Scenario: I have a ~900mb text file that is formatted as follows
...
Id: 109101
ASIN: 0806978473
title: The Beginner's Guide to Tai Chi
group: Book
salesrank: 672264
similar: 0
categories: 3
|Books[283155]|Subjects[1000]|Sports[26]|Individual Sports[16533]|Martial Arts[16571]|General[16575]
|Books[283155]|Subjects[1000]|Sports[26]|Individual Sports[16533]|Martial Arts[16571]|Taichi[16583]
|Books[283155]|Subjects[1000]|Sports[26]|General[11086921]
reviews: total: 2 downloaded: 2 avg rating: 5
2000-4-4 cutomer: A191SV1V1MK490 rating: 5 votes: 0 helpful: 0
2004-7-10 cutomer: AVXBUEPNVLZVC rating: 5 votes: 0 helpful: 0
(----- empty line ------)
Id :
and want to parse the information from it.

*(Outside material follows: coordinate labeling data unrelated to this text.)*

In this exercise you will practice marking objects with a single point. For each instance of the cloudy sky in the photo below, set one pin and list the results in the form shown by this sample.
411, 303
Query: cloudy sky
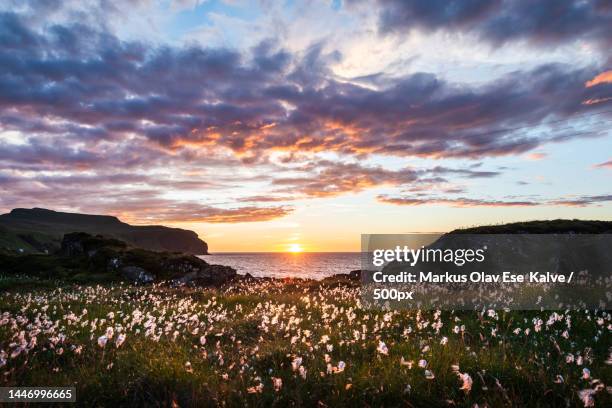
265, 124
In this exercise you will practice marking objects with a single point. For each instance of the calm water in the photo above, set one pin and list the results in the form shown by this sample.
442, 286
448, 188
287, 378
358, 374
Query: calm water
314, 265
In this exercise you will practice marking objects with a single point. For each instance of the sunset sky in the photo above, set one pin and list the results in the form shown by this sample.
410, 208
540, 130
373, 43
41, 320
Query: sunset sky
261, 125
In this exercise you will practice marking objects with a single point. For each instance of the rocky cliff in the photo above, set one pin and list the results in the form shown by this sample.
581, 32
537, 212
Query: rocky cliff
41, 230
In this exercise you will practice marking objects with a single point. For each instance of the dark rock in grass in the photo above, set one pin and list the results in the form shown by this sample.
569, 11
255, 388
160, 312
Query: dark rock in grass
211, 275
100, 255
80, 243
136, 274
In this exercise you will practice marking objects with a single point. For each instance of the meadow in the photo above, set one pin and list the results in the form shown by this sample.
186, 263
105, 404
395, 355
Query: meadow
296, 343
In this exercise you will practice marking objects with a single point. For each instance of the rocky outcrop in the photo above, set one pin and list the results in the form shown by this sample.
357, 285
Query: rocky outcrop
211, 275
103, 255
136, 274
40, 230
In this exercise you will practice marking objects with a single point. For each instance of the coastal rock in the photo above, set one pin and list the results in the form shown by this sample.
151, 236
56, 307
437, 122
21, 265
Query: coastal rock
211, 275
136, 274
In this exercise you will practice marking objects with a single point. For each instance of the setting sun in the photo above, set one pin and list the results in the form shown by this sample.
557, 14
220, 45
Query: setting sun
294, 248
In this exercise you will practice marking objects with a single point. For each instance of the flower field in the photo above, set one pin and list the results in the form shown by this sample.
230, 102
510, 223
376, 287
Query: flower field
294, 343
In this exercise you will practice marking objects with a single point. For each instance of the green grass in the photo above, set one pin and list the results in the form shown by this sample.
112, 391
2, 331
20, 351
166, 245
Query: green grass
249, 330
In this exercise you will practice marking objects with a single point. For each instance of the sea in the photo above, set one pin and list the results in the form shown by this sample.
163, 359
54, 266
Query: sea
311, 265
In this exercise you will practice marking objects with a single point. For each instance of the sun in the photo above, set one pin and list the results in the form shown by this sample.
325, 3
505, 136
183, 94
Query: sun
295, 248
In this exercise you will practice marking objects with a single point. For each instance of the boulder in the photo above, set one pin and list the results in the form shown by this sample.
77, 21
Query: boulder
211, 275
136, 274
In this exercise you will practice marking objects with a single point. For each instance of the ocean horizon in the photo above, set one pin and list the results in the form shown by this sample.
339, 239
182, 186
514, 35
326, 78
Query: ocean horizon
311, 265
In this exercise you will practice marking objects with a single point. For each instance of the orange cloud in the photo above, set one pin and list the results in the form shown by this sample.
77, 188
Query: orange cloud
536, 156
471, 202
603, 78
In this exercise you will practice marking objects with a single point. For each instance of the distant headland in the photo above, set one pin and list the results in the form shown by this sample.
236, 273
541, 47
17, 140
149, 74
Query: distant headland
40, 230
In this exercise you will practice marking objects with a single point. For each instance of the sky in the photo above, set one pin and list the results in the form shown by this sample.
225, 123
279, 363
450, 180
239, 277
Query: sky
270, 125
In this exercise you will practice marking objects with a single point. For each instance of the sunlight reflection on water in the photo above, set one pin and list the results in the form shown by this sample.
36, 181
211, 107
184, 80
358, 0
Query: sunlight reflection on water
315, 265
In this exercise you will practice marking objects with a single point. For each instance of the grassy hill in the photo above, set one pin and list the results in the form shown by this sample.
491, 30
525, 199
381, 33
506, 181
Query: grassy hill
542, 227
41, 230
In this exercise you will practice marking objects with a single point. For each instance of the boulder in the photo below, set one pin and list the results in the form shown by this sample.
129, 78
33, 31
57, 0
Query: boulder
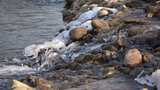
43, 84
147, 57
78, 34
17, 85
133, 57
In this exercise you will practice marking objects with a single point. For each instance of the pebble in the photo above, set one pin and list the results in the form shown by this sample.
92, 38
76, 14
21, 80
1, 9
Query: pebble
100, 25
133, 57
77, 34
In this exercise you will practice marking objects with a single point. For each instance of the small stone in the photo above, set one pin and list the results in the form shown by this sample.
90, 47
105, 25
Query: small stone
133, 57
110, 54
121, 41
103, 13
147, 57
157, 49
134, 32
78, 34
17, 85
120, 14
100, 25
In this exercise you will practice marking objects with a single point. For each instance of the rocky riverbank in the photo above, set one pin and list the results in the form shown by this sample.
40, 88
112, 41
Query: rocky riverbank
115, 41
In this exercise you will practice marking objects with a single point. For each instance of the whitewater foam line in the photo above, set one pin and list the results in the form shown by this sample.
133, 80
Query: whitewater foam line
58, 48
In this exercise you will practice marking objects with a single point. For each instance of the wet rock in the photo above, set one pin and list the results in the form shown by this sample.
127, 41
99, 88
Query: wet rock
100, 25
121, 41
45, 85
103, 13
68, 15
110, 71
135, 21
120, 14
40, 83
135, 3
78, 34
110, 47
150, 38
110, 54
133, 57
147, 57
17, 85
136, 31
153, 11
157, 49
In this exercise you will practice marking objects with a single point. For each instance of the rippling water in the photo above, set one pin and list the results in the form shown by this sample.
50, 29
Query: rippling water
24, 22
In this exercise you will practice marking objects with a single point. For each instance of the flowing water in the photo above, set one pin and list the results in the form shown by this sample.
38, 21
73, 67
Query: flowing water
22, 23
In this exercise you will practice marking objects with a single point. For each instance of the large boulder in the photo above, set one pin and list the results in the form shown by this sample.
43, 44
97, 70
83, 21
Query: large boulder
78, 34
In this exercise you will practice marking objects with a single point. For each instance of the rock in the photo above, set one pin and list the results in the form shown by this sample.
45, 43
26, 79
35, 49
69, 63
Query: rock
150, 38
100, 25
45, 85
110, 54
103, 13
17, 85
134, 32
133, 57
153, 11
157, 49
147, 57
120, 14
78, 34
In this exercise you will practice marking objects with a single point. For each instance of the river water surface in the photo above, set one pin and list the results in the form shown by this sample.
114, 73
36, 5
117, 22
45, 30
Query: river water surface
25, 22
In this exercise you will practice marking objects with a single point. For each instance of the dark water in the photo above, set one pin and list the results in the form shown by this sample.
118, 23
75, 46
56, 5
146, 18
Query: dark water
25, 22
22, 23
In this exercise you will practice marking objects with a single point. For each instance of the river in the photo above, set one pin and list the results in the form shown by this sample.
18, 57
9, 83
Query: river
26, 22
22, 23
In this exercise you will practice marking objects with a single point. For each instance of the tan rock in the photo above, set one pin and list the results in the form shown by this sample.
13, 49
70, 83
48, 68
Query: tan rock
147, 56
78, 34
136, 31
45, 85
133, 57
100, 25
103, 13
17, 85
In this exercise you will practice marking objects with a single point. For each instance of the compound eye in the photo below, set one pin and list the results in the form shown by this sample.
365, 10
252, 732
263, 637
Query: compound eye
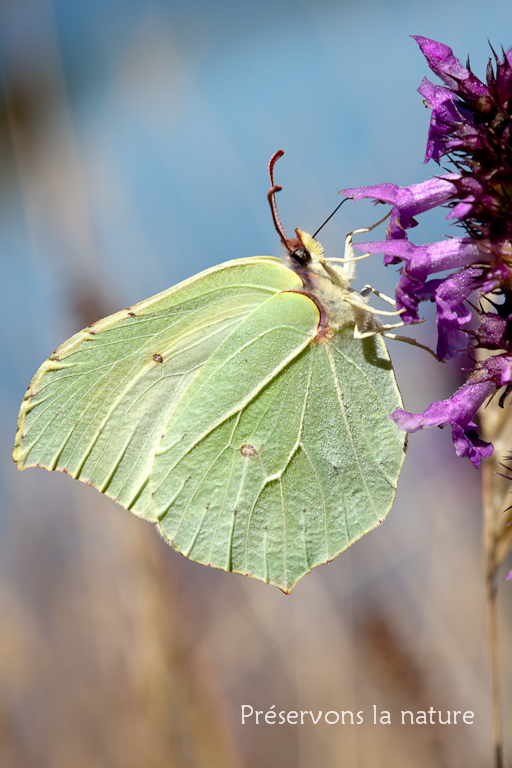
301, 255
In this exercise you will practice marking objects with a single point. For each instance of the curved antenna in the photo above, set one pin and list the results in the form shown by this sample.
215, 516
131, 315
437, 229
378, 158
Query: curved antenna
330, 217
271, 197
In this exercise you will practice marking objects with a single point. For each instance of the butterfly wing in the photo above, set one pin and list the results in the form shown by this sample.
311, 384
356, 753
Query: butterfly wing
214, 410
97, 408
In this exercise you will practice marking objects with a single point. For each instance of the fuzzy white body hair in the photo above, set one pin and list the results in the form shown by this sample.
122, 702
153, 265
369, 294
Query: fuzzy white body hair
330, 283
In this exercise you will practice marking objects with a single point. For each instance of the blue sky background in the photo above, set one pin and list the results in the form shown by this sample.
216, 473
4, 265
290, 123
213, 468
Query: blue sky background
135, 139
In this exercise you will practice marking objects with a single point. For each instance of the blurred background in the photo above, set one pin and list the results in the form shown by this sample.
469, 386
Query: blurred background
134, 143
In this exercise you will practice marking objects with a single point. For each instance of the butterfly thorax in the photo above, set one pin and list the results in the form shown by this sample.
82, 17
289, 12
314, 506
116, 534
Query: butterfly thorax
328, 283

Problem: As a first step (and because I need it for another context) I want to process the file line by line and then collect the "chunks" belonging to one product together and then process them seperately with other logic.
So the plan is the following:
- Define a source that represents the text file
- Define a conduit (?) that takes one line each from that source and...
- ... passes it to some other components.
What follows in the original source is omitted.